図上の数値が小さいほどばらつきが小さいことを意味するが、新卒時点のばらつきはおおむね0.1前後。まったく横並びというわけではないものの、格差は極めて小さい。この図にあるように一部の金融業などでは年齢が上がると賃金のばらつきも大きくなり、勤続するなかで横並びは解消されていくことがうかがえる。
キャリアを通じたばらつきの上昇は、雇い主が従業員の能力を徐々に見極めていく過程を通じたばらつきのほか、従業員が能力の向上や経験を積んでいくペースに個人差があることなどが考えられる。初任給のばらつきの小ささは、横並びというよりは、能力の個人差がないか、使用者に明らかにされていないという意味で同質だからという解釈もできるだろう。
企業間の協調で抑えられてきた初任給
日本型雇用慣行では、長期雇用の下で人事管理など企業の「内部労働市場」で賃金が決まってきたが、初任給に限っては企業と求職者間の需給関係である「外部労働市場」で決まる仕組みとなっていた。初任給は、学卒直後の未経験者の賃金決定であること、職務の重要度と責任が一様に軽く、また採用時期が全国一斉であることで、外部労働市場で「一物一価」の経済原則が成立しやすいことが指摘されてきた。
ただ、新卒者の採用市場では、経験がない労働者の交渉力が弱く、就職活動期間の時間制約や情報の非対称性に加え、新卒者の採用に際して競合する企業数が比較的限られているため、これまで単身者生計費などを参照基準としながら、企業が競合他社と協調して賃金を決めてきたとの見方もある。
従来、わが国では企業の人事担当者が他社の担当者と定期的に、賃金制度や賃金相場などについて情報交換を行っているとされてきたことからも、横並びの背景として採用側の協調行動による説明も捨てきれないだろう。企業は協調行動を通じて、初任給を例えば生産性より低い水準に決めることで、それを起点として右上がりの賃金カーブを設定し、年功的賃金体系と長期雇用の維持が可能となっていた可能性が考えられる。
新卒者の側にとっても、日本型雇用慣行では採用時に特定のジョブやスキルが前提とされないため、新卒一括採用の下では職探しのハードルが低くなり、また入職時の賃金は低くても将来的には上がっていくことが見込めるというメリットがあった。

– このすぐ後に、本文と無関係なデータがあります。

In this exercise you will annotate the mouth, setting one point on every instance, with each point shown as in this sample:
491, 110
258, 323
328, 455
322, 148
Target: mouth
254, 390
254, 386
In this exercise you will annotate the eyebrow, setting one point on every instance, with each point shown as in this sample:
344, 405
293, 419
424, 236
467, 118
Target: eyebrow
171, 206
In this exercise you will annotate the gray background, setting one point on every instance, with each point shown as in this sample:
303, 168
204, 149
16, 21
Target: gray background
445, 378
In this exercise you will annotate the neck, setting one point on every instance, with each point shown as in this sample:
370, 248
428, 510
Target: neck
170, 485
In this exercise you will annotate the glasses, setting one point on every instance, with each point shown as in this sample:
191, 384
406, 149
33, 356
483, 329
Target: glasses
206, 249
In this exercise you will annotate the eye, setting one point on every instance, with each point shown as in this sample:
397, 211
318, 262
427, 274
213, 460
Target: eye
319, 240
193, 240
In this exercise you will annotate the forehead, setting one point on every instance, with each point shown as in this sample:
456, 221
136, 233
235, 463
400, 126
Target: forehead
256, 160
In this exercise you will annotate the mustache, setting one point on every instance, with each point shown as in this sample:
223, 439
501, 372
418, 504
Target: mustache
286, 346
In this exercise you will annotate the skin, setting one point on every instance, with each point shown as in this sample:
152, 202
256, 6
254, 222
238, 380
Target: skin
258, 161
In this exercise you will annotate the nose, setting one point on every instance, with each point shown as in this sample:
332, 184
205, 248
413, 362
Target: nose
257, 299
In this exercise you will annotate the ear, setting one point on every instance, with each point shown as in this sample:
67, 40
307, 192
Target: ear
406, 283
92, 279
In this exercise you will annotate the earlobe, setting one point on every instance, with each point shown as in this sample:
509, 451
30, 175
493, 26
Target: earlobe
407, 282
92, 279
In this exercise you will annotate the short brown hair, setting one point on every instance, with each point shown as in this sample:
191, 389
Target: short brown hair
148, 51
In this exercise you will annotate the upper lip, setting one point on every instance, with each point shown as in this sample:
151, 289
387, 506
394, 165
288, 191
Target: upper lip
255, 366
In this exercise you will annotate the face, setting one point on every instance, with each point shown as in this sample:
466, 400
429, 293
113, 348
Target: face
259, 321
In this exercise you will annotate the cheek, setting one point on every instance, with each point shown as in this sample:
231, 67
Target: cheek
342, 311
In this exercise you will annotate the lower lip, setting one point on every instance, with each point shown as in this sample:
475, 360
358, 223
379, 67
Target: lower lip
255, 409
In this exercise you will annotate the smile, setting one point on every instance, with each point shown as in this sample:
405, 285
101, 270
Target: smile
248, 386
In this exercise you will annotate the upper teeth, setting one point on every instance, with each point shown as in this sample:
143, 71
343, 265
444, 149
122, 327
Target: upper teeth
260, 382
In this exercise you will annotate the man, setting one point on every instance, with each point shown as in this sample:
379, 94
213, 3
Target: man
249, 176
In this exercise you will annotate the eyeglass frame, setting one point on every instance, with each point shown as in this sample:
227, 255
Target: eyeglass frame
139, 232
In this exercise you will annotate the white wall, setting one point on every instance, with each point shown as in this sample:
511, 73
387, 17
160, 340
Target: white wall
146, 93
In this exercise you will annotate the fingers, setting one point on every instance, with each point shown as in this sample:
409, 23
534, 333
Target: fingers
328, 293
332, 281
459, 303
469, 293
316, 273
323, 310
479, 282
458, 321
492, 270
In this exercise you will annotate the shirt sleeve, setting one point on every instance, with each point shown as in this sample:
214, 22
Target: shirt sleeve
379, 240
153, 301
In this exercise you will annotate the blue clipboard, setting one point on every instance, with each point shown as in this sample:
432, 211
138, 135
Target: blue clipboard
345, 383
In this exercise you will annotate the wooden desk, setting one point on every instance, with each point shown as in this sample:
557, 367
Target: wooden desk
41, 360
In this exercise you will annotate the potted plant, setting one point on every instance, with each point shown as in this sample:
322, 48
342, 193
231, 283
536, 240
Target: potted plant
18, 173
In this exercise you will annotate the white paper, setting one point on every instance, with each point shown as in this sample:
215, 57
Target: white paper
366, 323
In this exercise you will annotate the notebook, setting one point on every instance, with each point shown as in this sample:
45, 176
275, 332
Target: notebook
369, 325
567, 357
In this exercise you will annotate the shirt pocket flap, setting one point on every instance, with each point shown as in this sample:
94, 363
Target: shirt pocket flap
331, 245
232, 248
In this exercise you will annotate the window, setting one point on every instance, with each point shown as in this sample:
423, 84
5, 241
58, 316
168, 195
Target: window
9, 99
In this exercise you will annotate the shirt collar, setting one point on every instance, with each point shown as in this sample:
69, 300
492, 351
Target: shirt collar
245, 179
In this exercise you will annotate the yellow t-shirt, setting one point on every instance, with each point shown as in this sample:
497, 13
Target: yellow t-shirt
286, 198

もっとも近年は企業側が労働コストの柔軟性を維持するために、月例賃金とボーナスを組み合わせた賃金構造の見直しを進めていることも考えられ、こうした場合には企業間の協調的な賃金設定がより難しくなると考えられる。
日本型雇用慣行下では、長期雇用が前提のため、企業は安定的に必要な人数を採用しやすく、横並びの賃金から逸脱してより高い賃金を提示し、採用人数を増やす必要がなかった可能性が考えられる。また、年功的賃金体系の下では、初任給を引き上げれば勤続年数が短い者の賃金もそれに応じて引き上げる必要があり、企業にとっては相応の人件費増につながりうることから、引き上げに慎重であった可能性も考えられる。
急激に崩れつつある横並び傾向
同規模・同業種の企業間で横並びが行われているとすれば、初任給のばらつきが小さいグループでは、横並びがより意識されているとみることもできる。規模・業種の組み合わせ別に初任給の分布を示したのが下図である。
分布の山が高いほど、初任給が限られた範囲に集中していることを示す。初任給は業種や規模を問わず、おおむね20万~25万円の間がピークとなる形で分布し、単峰型(山が一つ)である。例えば銀行や証券業の大企業では、2-3万円の幅の中に集中して分布しているが、学校教育業や飲食業の場合は10万円を超える幅の中で分布がばらついている。
こうした初任給の横並び構造を時系列でみていくと、2010年代半ば頃から変化の兆しがみられる。最低賃金の引き上げに伴い、初任給の底上げが進む一方、一部の企業、ないし一部の社員に対して全体のすう勢よりも高い初任給を出す企業が出てきて、ばらつきが大きくなっている。
初任給を30万円以上に引き上げた主な企業
三井住友銀行 | 30万円(25.5万円) |
東京海上日動火災保険 | 最大41万円(28万円) |
ファーストリテイリング | 33万円(30万円)* |
明治安田生命保険 | 33.2万円(29.5万円)** |
清水建設 | 30万円(28万円)** |
*25年3月入社、**25年4月入社、それ以外は26年4月入社
対象は大卒初任給、()内はそれまでの金額
出典:各種報道を基に編集部が作成
3つ目の図は地方銀行の初任給分布を示したものである。既にみたように、他の年齢と比べると初任給のばらつきは小さいものの、2006年度と22年度を比較すると、底上げと同時に、より高い初任給とする銀行が出現しているのとともに、22年度と24年度を比較すると大幅なばらつきの拡大がみられている。
初任給水準が30万円近く、もしくはそれ以上の企業は、大卒新卒者の求人倍率が高かったコロナ禍前の2019年から、一部の卸売業、ソフトウェア業、不動産取引業などの一部でみられていた。このところ、コロナ禍前は初任給水準が20万円強程度だった業種でも、水準を大幅に引き上げる企業が相次いでいる。
初任給については、特に正社員で見られる企業の人手不足感の歴史的な高まりや、労働力人口での若年層比率の低下、加えて若年世代の離職率の高まりを背景に、新卒時点で優秀な人材確保を狙いに大幅な引き上げを行う企業がみられる。その一方、同規模・同業種の競合他社ほどの引き上げに踏み切っていない企業もあり、賃金設定がほぼ横並びであった新卒採用市場に急速な変化が予想される。
こうした傾向は、近年の人手不足感の強まりや労働力人口の相対的な高年齢化などによって、今後も続く可能性が考えられる。初任給の「横並び構造」が崩れ、ばらつきが大きくなることは長期雇用や年功的賃金体系などを軸とした日本型雇用慣行の変化を示唆しているとも考えられる。
加えて、人工知能(AI)などに代表される技術革新が加速するなかで、新しい技術にキャッチアップできる高スキル労働への需要が高まり、そうした分野に強みがある若年層で、生産性に見合った賃金を求める考え方が広がっている可能性が考えられる。
また、日本型雇用慣行への期待が低下するなど、若年層の価値観の変化も背景に、初任給水準が上昇していくことが予想される。初任給のばらつきがどのように変化していくかが興味深い。